今回も、『看護覚え書』(フロレンス・ナイチンゲール著)に見る「こころ」をお送りいたします。
前回に引き続き、序章からの一節です。
序章だけで重要な部分がたくさんあるため、長くなって申し訳ございませんが、お付き合いいただければ幸いです。
では、よろしくお願いいたします。
(P14 序章 より)
ナイチンゲールは、クリミア戦争に従軍して赴任した病院で、当初は蚊帳の外の扱いでした。
しかし、それにはまったくめげず、病院にいる負傷兵に対して食事も満足に与えられず、大変不衛生であった環境であったため、そこから介入していくことで、周囲の尊敬、信用や信頼を勝ち取ったという逸話があります。

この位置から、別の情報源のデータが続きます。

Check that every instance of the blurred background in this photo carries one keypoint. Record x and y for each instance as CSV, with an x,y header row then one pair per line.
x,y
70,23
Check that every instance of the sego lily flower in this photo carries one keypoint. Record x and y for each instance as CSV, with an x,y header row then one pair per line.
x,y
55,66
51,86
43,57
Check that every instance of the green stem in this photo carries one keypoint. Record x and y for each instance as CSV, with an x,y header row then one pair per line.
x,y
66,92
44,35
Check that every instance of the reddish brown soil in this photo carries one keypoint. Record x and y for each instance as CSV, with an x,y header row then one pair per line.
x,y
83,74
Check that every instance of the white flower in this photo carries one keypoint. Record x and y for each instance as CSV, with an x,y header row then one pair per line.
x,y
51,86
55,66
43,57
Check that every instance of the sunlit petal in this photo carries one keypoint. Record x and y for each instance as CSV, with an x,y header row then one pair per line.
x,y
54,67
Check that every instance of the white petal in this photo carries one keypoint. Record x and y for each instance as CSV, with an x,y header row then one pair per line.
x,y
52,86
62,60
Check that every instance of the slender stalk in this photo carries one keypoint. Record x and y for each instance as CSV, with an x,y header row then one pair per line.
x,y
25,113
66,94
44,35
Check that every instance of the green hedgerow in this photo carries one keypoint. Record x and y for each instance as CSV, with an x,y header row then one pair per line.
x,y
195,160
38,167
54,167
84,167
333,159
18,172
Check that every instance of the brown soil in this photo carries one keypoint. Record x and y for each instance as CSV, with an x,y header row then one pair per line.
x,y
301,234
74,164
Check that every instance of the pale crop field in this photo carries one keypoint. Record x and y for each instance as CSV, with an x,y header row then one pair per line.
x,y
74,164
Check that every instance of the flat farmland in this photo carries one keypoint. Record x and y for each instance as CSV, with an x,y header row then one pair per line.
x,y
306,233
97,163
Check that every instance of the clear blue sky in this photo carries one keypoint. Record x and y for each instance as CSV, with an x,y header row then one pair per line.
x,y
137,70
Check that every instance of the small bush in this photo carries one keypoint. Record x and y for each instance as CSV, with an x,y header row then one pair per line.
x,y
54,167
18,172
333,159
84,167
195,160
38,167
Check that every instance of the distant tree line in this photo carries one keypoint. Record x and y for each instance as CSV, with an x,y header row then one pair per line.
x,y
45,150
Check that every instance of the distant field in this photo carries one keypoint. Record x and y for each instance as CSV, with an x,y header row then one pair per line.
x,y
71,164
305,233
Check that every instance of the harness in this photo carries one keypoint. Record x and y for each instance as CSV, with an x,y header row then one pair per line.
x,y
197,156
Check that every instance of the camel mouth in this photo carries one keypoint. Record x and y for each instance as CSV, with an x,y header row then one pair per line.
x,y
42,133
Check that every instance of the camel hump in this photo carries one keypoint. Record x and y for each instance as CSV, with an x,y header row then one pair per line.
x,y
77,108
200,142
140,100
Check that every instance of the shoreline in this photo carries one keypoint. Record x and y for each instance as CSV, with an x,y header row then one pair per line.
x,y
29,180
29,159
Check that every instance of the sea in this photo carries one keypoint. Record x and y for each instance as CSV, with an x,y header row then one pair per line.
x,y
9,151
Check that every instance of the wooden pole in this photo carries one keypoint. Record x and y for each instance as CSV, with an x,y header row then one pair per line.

(お恥ずかしいですが、ナイチンゲール個人の人生や業績にはあまり詳しくないため、これ以上記載できず、申し訳ございません・・・。)
そういった経験から得たと思われる上記も、現代でも重要であることは自明でしょう。
もちろん、狭義の”疾患による症状”があるのも当然ですが、一方で土壌たる日々の生活環境が不十分であるがゆえの症状もあります。
そのような環境では、疾患を治療するための療養はとても成り立つはずもなく、疾患の治癒も見込めないでしょう。
さらに、精神疾患の場合に踏み込むと、そういったものの背後にある人間関係も大きな要素となります。
例えば、うつ病の方がご家族と同居されていて、そのようなものが”物質的に”提供されていたとしても、ご家族が「怒りながら」「叱りながら」「嫌味を言いながら」、あるいは「嫌そうな表情で」「なかば無視したように」でしたら、どうでしょうか。
もちろん、ご家族も色々なお気持ちはお持ちでしょうし、ご家族自身のお仕事などでお疲れもあるでしょう。
それは大変お辛く、ケアされるべきものですが、それを患者さんにぶつけても、お互いに悲しい思いになるだけではないでしょうか。
ご家族だからこそ、ご家族にしかしていただけないことがたくさんあります。
患者さんだけでなく、ご家族にも幸せになっていただく、それが治療の最終目標なのです。